Apps just write Jasmine to their local sidecar — they don't need to know where logs ultimately go. The sidecar's routing config is the one knob the operator turns.
Inspired by Fluentd / Vector but Jasmine-native. Small enough to ship as part of the core toolset.
8. Federated mikobases GitHub issue
Multiple mikobases can be queried as a single virtual store. The federation layer:
- Takes a Q0 query.
- Routes sub-queries to each underlying mikobase based on schema.
- Merges results respecting cross-mikobase references.
Use case: an "all my data" view spanning a local mikobase, a remote shared mikobase, and a third-party mikobase the user has access to. None merge physically; the view is a join.
Hard to do well (cross-mikobase joins are nontrivial) but philosophically aligned with Puck's "objects everywhere" posture.
9. Time-bounded objects GitHub issue
A class capability: objects with an explicit lifetime. The mikobase auto-collects them after their TTL expires.

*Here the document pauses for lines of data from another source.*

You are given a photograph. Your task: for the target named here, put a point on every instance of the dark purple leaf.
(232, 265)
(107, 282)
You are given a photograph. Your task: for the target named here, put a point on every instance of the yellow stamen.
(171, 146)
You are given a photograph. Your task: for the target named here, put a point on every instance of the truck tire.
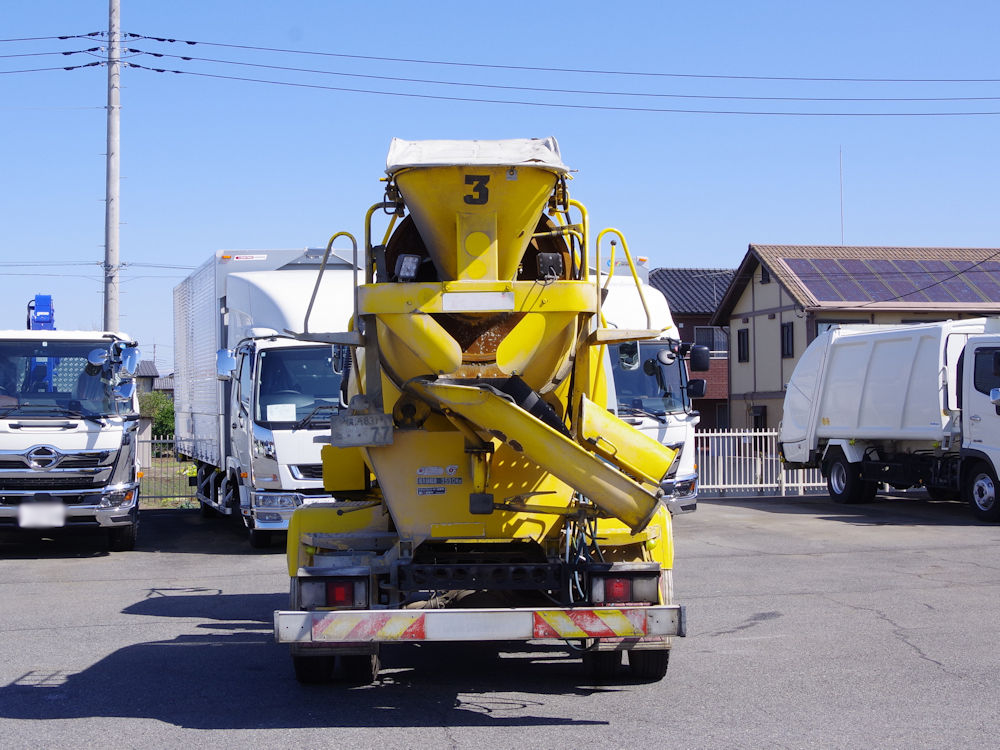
(122, 538)
(313, 670)
(980, 490)
(843, 480)
(649, 666)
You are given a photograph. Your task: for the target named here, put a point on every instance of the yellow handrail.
(631, 265)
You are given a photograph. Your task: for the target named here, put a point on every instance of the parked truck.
(483, 490)
(68, 427)
(906, 406)
(652, 387)
(249, 399)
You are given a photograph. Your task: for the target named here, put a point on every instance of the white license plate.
(41, 515)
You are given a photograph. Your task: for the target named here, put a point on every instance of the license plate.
(361, 430)
(41, 515)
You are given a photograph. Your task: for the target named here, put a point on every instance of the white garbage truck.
(904, 406)
(68, 428)
(250, 400)
(652, 389)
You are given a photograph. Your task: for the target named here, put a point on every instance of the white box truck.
(652, 388)
(68, 426)
(250, 400)
(907, 406)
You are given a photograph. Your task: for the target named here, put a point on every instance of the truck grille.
(44, 483)
(87, 460)
(64, 499)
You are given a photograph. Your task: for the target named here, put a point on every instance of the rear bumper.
(384, 626)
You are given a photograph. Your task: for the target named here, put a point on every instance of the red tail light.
(340, 593)
(617, 590)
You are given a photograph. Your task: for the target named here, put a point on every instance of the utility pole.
(111, 220)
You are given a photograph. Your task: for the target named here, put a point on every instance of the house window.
(787, 340)
(711, 336)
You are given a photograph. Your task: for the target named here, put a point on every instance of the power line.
(587, 92)
(43, 54)
(558, 105)
(588, 71)
(42, 70)
(61, 37)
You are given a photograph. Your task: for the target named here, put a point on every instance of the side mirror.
(700, 359)
(225, 363)
(97, 357)
(130, 361)
(628, 355)
(666, 357)
(697, 388)
(124, 391)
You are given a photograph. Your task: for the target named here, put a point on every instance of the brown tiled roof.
(773, 257)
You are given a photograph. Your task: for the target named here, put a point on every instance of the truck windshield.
(54, 379)
(297, 386)
(643, 384)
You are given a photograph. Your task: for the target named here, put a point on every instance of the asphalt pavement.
(810, 625)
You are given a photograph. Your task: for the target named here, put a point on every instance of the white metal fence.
(732, 462)
(163, 477)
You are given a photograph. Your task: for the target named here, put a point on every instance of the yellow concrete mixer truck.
(484, 492)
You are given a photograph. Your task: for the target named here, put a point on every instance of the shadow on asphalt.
(232, 675)
(890, 509)
(242, 680)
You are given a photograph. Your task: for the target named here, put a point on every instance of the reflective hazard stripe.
(367, 626)
(589, 623)
(514, 624)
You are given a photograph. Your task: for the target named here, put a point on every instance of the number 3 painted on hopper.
(480, 193)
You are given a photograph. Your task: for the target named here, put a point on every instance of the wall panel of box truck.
(249, 398)
(902, 406)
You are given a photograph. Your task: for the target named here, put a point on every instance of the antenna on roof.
(841, 196)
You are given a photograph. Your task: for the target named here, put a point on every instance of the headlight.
(116, 499)
(276, 500)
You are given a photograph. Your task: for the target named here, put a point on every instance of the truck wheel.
(313, 670)
(980, 490)
(602, 665)
(207, 511)
(229, 491)
(649, 666)
(360, 669)
(122, 538)
(260, 539)
(843, 480)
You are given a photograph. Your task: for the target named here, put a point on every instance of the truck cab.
(68, 426)
(653, 393)
(282, 396)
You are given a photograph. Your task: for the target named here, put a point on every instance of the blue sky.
(214, 163)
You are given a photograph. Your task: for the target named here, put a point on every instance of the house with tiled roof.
(782, 296)
(694, 295)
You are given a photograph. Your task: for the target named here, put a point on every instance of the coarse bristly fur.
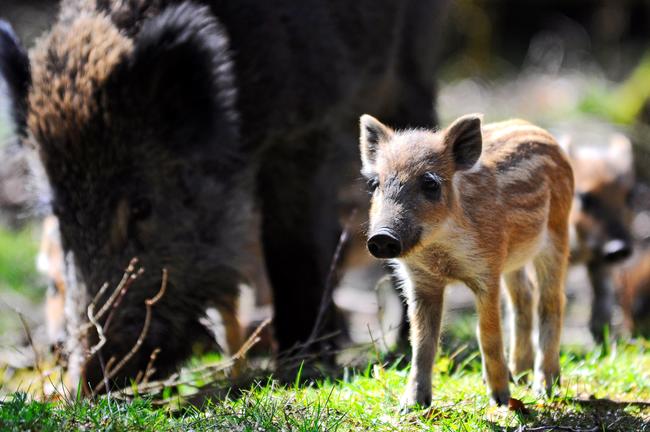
(473, 203)
(164, 125)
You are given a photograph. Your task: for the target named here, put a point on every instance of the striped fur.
(492, 217)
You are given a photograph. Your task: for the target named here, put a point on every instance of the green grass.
(599, 392)
(18, 263)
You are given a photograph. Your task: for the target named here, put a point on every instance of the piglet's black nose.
(384, 244)
(616, 250)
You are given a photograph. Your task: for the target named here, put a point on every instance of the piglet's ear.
(465, 140)
(15, 70)
(181, 76)
(373, 133)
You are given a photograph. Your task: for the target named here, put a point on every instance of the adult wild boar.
(163, 124)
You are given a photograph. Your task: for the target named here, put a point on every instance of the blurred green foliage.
(622, 103)
(18, 252)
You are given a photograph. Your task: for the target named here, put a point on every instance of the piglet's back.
(523, 157)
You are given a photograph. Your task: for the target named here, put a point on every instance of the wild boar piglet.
(471, 203)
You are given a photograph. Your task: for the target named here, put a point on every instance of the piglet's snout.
(384, 243)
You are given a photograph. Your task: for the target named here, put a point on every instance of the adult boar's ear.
(15, 70)
(465, 140)
(180, 76)
(373, 134)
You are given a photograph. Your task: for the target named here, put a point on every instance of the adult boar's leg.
(300, 232)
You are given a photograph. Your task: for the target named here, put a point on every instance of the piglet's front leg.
(425, 314)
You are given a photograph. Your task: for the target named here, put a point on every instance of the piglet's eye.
(373, 184)
(431, 184)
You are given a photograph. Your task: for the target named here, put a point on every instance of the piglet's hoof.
(414, 401)
(500, 398)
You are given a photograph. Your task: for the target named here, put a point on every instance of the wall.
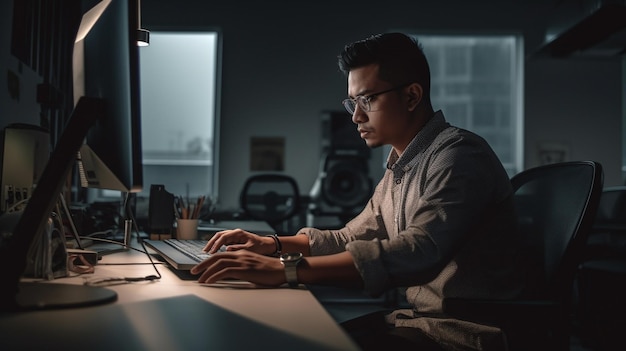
(279, 73)
(16, 106)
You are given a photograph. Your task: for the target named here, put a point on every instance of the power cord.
(124, 280)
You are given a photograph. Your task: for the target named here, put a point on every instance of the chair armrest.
(502, 312)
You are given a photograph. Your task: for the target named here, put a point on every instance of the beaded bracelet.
(279, 246)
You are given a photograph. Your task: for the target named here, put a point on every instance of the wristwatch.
(291, 261)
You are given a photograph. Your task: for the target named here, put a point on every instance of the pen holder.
(186, 229)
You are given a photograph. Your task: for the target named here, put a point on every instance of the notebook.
(173, 251)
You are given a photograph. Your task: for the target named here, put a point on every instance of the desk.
(226, 318)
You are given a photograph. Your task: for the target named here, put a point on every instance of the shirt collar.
(421, 141)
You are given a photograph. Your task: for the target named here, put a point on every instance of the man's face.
(389, 119)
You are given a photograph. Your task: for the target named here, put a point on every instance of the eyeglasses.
(364, 100)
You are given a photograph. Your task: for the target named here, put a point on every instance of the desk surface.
(145, 311)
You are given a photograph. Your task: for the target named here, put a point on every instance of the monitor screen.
(106, 119)
(106, 66)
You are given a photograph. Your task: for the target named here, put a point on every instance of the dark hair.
(400, 58)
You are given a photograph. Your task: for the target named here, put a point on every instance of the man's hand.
(241, 265)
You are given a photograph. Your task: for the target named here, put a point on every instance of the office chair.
(602, 276)
(273, 198)
(556, 205)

$token = %['puck.uno/auth/token'].new(
expires_at: %now + 3600,
user: $user
)
$mikobase.save($token)
# 1 hour later: $token is gone, automatically
Common need (auth tokens, session caches, throttling windows, temporary shares). Mikobase already has the time-travel infrastructure to implement this cleanly — TTL is "this object is collectible after timestamp X."
10. Lazy mikobase records GitHub issue
A record whose value is computed on demand by a function, not stored. The mikobase keeps the recipe (the function + its dependencies) and re-evaluates when the record is read.
$mikobase.save({
'class': 'lazy_record',
'key': 'total_users',
'compute': function() %query.count('users') end
})
# Reading 'total_users' runs the compute function each time
Useful for derived data that doesn't fit a static record (counts, aggregates, computed views) without inventing a separate materialized-view system. The lazy record IS the view.
Caching strategies, dependency tracking, and invalidation are the hard parts.